Of the 40 patients who received therapy for 6 weeks, 10 were not evaluable for efficacy, five were subsequently determined to be seronegative for toxoplasma, three had other CNS pathologies (specifically: Nocardia, CNS lymphoma, meningitis), and two requested withdrawal before being evaluated for response. Of the 30 evaluable subjects, 20 (67%) responded to acute study treatment, while 10 subjects (33%) experienced disease progression during the induction period. Seven of 15 responders who received maintenance therapy after week 6 relapsed, one discontinued due to toxicity, and one withdrew from the study.
Seven patients experienced adverse effects, thereby requiring discontinuation of study medication.
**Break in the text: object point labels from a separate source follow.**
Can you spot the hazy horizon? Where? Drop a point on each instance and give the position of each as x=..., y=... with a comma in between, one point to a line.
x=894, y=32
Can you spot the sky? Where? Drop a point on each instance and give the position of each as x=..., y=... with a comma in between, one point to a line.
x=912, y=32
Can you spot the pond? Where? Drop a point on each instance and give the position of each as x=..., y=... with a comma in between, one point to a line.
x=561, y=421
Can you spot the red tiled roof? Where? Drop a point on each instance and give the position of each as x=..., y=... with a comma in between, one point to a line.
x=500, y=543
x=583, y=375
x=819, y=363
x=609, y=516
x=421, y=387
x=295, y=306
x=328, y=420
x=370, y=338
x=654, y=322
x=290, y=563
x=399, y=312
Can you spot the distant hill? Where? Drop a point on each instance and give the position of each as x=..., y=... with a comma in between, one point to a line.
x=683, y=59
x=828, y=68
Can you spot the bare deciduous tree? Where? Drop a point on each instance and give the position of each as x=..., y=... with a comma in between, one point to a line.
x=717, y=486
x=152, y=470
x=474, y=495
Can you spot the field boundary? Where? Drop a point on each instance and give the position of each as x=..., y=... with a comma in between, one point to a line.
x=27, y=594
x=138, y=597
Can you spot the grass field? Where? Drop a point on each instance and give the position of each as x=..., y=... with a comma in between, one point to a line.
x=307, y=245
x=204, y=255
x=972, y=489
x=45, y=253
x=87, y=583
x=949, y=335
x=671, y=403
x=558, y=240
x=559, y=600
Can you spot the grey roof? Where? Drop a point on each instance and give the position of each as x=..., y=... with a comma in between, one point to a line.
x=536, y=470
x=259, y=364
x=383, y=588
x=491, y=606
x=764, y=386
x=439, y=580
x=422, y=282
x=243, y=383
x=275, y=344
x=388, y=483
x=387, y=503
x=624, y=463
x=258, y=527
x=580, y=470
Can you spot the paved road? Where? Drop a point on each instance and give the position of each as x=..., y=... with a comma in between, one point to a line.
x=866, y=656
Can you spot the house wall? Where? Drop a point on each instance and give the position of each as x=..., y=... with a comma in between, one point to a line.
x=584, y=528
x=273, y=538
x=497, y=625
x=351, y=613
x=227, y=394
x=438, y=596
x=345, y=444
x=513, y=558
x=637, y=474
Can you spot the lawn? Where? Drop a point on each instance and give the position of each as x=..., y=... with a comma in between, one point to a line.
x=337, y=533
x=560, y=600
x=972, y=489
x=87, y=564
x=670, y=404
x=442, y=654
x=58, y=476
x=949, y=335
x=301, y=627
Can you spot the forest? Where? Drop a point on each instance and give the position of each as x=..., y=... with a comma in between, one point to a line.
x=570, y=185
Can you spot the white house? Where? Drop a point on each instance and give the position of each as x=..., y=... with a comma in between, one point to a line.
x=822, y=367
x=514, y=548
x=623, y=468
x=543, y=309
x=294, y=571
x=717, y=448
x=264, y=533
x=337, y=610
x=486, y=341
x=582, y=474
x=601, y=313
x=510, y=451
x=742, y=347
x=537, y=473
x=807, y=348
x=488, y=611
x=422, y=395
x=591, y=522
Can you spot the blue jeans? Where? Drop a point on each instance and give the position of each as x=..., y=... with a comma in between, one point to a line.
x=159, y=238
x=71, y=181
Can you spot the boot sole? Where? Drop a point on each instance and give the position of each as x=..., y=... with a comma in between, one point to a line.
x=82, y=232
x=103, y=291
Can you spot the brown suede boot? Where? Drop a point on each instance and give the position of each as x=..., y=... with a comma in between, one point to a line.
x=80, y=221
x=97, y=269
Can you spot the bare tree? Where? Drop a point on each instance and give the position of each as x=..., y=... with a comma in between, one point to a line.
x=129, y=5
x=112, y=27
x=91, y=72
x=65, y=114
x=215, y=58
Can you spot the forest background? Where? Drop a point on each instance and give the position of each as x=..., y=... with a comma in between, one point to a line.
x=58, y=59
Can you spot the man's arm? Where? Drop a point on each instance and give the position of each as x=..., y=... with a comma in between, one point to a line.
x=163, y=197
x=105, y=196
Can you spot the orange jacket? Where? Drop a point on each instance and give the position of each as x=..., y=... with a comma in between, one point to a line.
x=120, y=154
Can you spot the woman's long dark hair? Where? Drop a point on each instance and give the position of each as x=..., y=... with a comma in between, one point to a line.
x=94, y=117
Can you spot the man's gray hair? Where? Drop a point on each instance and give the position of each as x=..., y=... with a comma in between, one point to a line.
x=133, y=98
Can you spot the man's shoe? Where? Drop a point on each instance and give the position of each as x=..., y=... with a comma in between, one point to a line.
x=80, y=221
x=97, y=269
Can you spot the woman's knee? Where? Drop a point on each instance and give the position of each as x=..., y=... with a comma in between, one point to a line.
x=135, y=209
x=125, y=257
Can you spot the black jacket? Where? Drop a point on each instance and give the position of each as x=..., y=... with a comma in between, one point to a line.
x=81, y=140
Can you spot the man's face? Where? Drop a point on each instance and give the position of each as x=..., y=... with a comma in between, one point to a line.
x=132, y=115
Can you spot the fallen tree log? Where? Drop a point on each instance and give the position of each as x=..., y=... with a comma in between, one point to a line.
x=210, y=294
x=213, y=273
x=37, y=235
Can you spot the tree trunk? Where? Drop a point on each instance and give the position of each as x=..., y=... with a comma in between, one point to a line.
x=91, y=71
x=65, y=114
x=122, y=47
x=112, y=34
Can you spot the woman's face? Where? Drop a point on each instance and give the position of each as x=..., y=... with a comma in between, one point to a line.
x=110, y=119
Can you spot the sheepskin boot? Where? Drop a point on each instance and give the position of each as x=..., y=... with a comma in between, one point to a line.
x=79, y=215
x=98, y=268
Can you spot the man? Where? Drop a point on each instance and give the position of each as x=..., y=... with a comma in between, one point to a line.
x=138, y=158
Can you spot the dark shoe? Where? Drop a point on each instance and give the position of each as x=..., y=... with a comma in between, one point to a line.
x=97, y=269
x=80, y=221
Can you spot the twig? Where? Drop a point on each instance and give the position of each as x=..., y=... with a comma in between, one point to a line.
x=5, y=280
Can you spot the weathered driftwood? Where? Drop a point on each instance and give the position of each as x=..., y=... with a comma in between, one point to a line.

Two patients had elevated serum glutamic-pyruvic transaminase at week 3, another had a grade IV increase in gamma-glutamyltransferase at week 5. Two patients experienced grade II nausea and vomiting, resulting in their voluntary withdrawal from the study during week 2. Two other patients experienced hearing loss.
From the two studies included in this systematic review, there is reasonable evidence that the effect of azithromycin plus pyrimethamine therapy on cerebral toxoplasmosis is favorable in patients with HIV. However, despite favorable responses, the overall response rate in these two studies was less than the 77% to 79% favorable response rate that is achieved with conventional treatment [
14]. As such, the use of azithromycin and pyrimethamine appears to be less effective than the standard treatment regimen of pyrimethamine and sulfadiazine.
In conclusion, the use of azithromycin and pyrimethamine in the treatment of cerebral toxoplasmosis appears to be less effective than the standard treatment regimens as maintenance therapy for cerebral toxoplasmosis. However, the interpretation of this review must be approached with caution and must be moderated by the fact that studies on this treatment regimen are limited. Moreover, the existing studies have limited evaluable patients and thus have high risks of bias.
Furthermore, adverse events developed in a number of patients using the study treatment of azithromycin. However, to which drug AEs must be attributed is inconclusive because the AEs may have also been caused by pyrimethamine. In addition, the rate of toxicity associated with the combination therapy of azithromycin and pyrimethamine is deemed similar to AEs associated with the standard regimens. As such, the rate of adverse events in relation to the combination therapy of azithromycin and pyrimethamine appeared to be acceptable in the studies encompassing cerebral toxoplasmosis.
Limitations of this review include the limited number of studies included as well as the small sample size of the studies. Furthermore, most studies are case reports, and used different combinations of medications, thus recommendations for future research include considering larger sample sizes with homogenous doses of antimicrobials and duration of treatments in randomized and controlled studies to draw stronger conclusions.